“Heart stuff.”
Heart stuff?
What the fuck?
Mind flipping through the various known compounds, I almost missed his shoulders rounding and his mumbled, “I miss her.”
“Is there someone you want me to call? This… Rory?”
Before he could answer, my pager beeped and I grimaced at the code blue. “Sir, I’ll return shortly.”
Whatever had beckoned the shift in his mood from helicopter-happy to heartbroken, it had him obeying.
That left me to my emergency.
Once I dealt with the choking incident in a three-year-old who thought Legos looked tasty, a nasty case that led to surgery, I returned to his room and found him snoring.
Thankful for the peace even as I prayed for someone to show up with an IV of coffee, I yawned then yelped when a bag rebounded off the back of my head.
I flipped George the bird. “You can pick that up. I’m not.”
“It’s a snack!”
“Coffee is the only food group I need. Not veggie chips. How do you work this many shifts with a kid?”
A toddler, no less. With another on the way, I didn’t know if he and Millie were crazy or just overly fertile.
“It’s called high-functioning anxiety and Adderall.”
“God, I wish I could get a prescription for that.”
With both of us months away from becoming physician assistants, I got the feeling I’d be the first to croak—either fatherhood or ADHD meds had triggered George’s superpowers.

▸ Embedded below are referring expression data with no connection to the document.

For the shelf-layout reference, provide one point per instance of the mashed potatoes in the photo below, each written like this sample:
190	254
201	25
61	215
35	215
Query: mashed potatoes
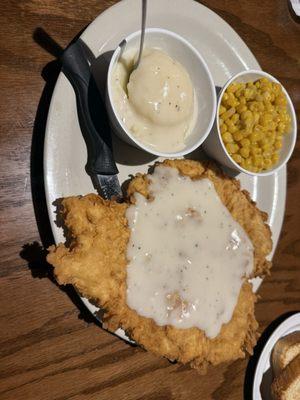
156	102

The veggie chip bag crinkled louder than the systematic beeps of the machines monitoring Mr. Valentini as he tore it open. When he chowed down on a grody piece of okra, I pulled a face.
“Who eats veggie chips at three AM anyway?”
“Wives who are terrified their husbands inherited their father’s heart disease.”
I clucked my tongue. “Your dad was sixty-eight. You’re not even thirty!”
“Doesn’t take her fear away. Her anxiety’s skyrocketed since she found out she’s pregnant again.” He stepped over to me. “How’s he looking?” When I showed him the chart, his brows lifted at the notes I’d jotted. “Homemade heart meds? I swear to fuck, you see it all here. I’m gonna…”
When he broke off, I turned to frown at him. “Don’t leave me hanging.”
He gulped. “…miss this.”
I froze. But the rest of the department didn’t. A piercing shriek from someone at the other end of the ER didn’t even garner my attention. “What?!”
He snagged a hold of my hand and squeezed my fingers. “Mom needs me back home and Millie said she’d like the extra help with childcare if she’s ever going to return to nursing.”
My shoulders dropped—how was I supposed to argue with that?
Grief, thick and fast, hit me.
But I was used to that.
So I sucked it in, processed it, then blew it out.